General Motors. The Ecotec 2.4L I-4 engine helps deliver best-in-segment highway fuel economy in the all-new 2010 Chevrolet Equinox of 32 mpg and a highway range of up to 600 miles. GM's small four-cylinder engines (1.0L to 1.4L) will be available in the Chevrolet Cruze and two additional models in 2011.
While general production is scheduled to begin later this year, 100 all-electric Chevrolet Volt sedans are being tested in utility fleets throughout the U.S.
The Vortec 6.0L V-8 engine, standard in 2011 Chevrolet Silverado heavy-duty trucks, provides class-comparable fuel economy. The 2011 Silverado diesel models offer fuel efficiency with a new 6.6L Duramax turbo-diesel and Allison 1000 6-speed automatic transmission powertrain. The diesel engine is also B-20 capable. In addition, the Duramax diesel will power Chevrolet Express and GMC Savana full-size vans.
GM offers hybrid models in the GMC Sierra and Yukon, Cadillac Escalade, and Chevrolet Silverado and Tahoe.
Chrysler. A revamped powertrain lineup will contribute to overall improved vehicle fuel efficiency of more than 25 percent in 2010-2014. The vehicles will incorporate Fiat powertrain technologies such as Multiair, direct injection, turbocharging, and transmission systems.
Near-future Chrysler models will feature new 1.4L four-cylinder and flex-fuel 3.6L V-6 Pentastar engines. Fiat's 6-speed dual dry clutch transmission, delivering 10-percent improved fuel economy, will migrate to Chrysler Group vehicles in 2010.

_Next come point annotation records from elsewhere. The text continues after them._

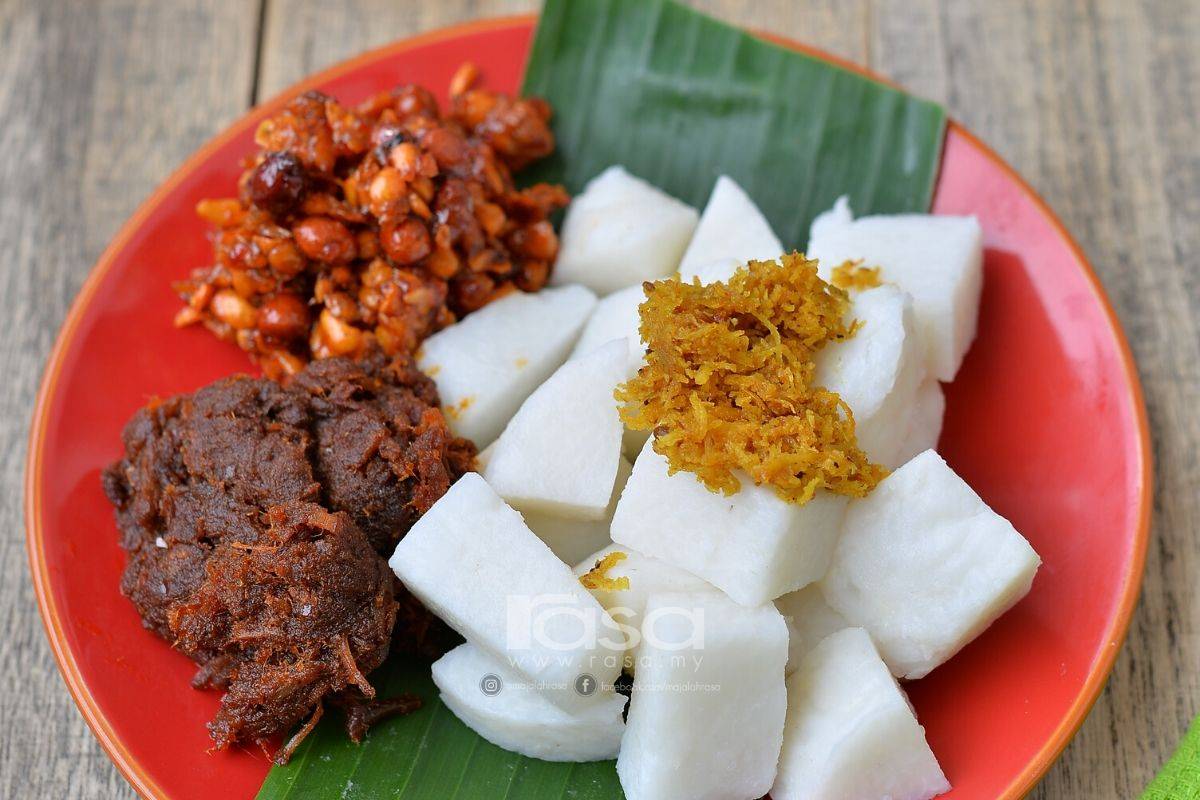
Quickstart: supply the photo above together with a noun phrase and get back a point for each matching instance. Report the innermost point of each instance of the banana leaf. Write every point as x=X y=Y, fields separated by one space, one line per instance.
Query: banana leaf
x=678 y=98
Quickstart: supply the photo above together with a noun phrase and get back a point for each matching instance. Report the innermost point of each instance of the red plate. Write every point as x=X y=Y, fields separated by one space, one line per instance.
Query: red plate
x=1045 y=421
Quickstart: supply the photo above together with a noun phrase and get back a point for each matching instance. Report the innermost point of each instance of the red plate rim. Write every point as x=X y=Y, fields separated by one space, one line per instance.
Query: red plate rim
x=82 y=695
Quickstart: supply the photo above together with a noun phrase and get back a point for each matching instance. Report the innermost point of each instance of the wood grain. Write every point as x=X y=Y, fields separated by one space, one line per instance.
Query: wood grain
x=1096 y=102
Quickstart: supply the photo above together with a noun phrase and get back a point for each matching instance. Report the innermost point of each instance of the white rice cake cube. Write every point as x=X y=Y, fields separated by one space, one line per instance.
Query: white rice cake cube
x=809 y=620
x=720 y=740
x=924 y=565
x=731 y=227
x=751 y=545
x=924 y=422
x=559 y=453
x=877 y=371
x=487 y=364
x=647 y=576
x=621 y=230
x=939 y=260
x=851 y=732
x=507 y=710
x=472 y=560
x=574 y=539
x=616 y=318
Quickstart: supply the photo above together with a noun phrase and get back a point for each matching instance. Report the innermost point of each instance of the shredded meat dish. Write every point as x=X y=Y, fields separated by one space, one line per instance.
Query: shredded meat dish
x=367 y=228
x=257 y=518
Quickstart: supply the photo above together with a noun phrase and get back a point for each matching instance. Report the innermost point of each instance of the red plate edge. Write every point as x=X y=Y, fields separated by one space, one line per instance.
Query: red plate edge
x=88 y=705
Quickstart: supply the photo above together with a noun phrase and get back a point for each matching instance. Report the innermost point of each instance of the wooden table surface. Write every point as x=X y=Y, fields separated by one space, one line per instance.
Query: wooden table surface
x=1096 y=103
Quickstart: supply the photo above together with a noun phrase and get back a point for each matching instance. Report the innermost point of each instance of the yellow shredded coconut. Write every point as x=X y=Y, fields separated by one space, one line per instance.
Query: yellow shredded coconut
x=597 y=577
x=852 y=275
x=727 y=383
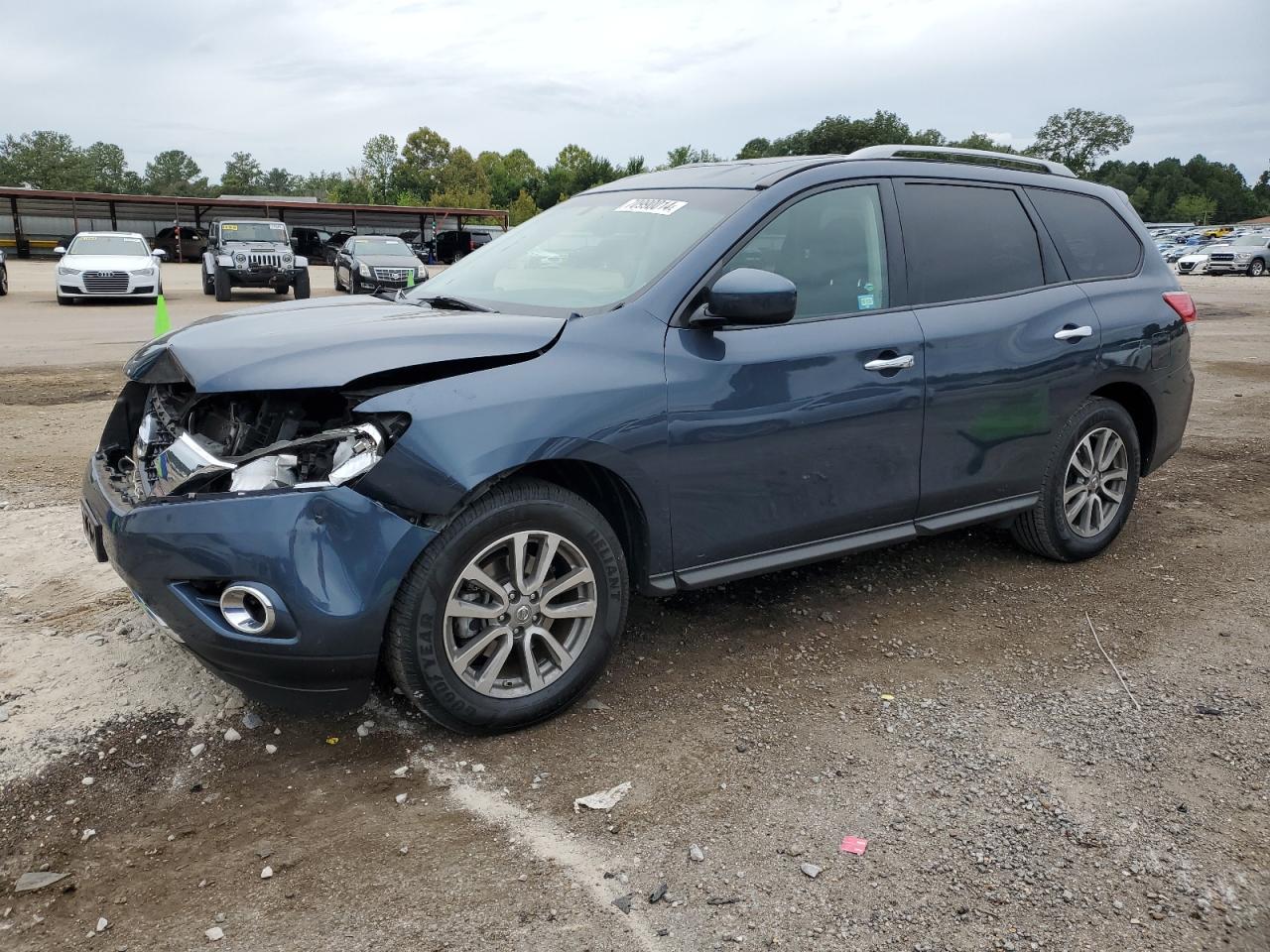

2010-MY Chrysler, Jeep, Dodge, and Ram vehicles offer active transfer case and front-axle disconnect, providing a fuel economy improvement of 1 mpg (combined city/highway).
The automaker is developing a Ram 1500 with traditional hybrid capability for 2010. Chrysler LLC is also developing concept cars with electric motors: an electric performance sedan, the Chrysler 200C; Chrysler Town & Country mini-van; Jeep Patriot, and Wrangler Unlimited. A fifth concept car, the Dodge Circuit, is a true electric vehicle.
Toyota. The third-generation 2010 Prius and the 2010 Lexus HS 250h hybrid models were launched last year. The 2010 Prius Plug-in Hybrid debuted in North America last fall.
Honda. The all-new 2010 Honda In-sight hybrid is powered by a 1.3L i-VTEC gasoline engine and a 10-kW electric motor that delivers an EPA-estimated 40/43 city/highway mpg.
In addition to continued development of the FXC Clarity fuel cell vehicle, Honda is working on expanding the refueling infrastructure to support the Civic GX natural gas-powered sedan.
Alt-Fuel Potential Unrealized
Even as gasoline and petroleum diesel prices fluctuate in the short term, the era of $2 per gallon is over. Fuel and economic experts expect prices to continue their long-term rise in the next few years, impacted most heavily by dramatically increasing demand in China and India.
Issues of fuel independence, environment, and government mandates are prompting development of alternative fuels and the vehicles they power.
According to the latest available Department of Energy figures (see Overall Average Fuel Prices chart), U.S. pump prices for ethanol and natural gas have been less than gasoline or petroleum diesel, while B-20 biodiesel and propane are less than 10 cents more in price.
Adequate fueling infrastructure, economic production feasibility, and higher alt-fuel vehicle prices remain significant obstacles in widespread use of alternative fuels in the U.S. Federal initiatives, including the American Recovery and Reinvestment Act of 2009 and clean energy policies, offer tax incentives and grants that aim to ease the roadblocks.
In addition, states and companies such as GM, Honda, and alt-fuel producers are partnering to develop wider alternative-fuel accessibility. Prompted by regulatory mandates, the public sector leads in adopting and promoting alternatively powered vehicle use.
Fuel management vendors can assist fleets in surmounting alt-fuel availability difficulties. For example, said Kavanagh of Wright Express, his company "is helping one of our largest fleets meet a corporate mandate around alt-fuel usage by looking at the marketplace and helping the customer deploy the right vehicles to the areas where alt fuels are available. This allows for the most efficient routing and less driver diversion, while still meeting the mandate around alt-fuel usage."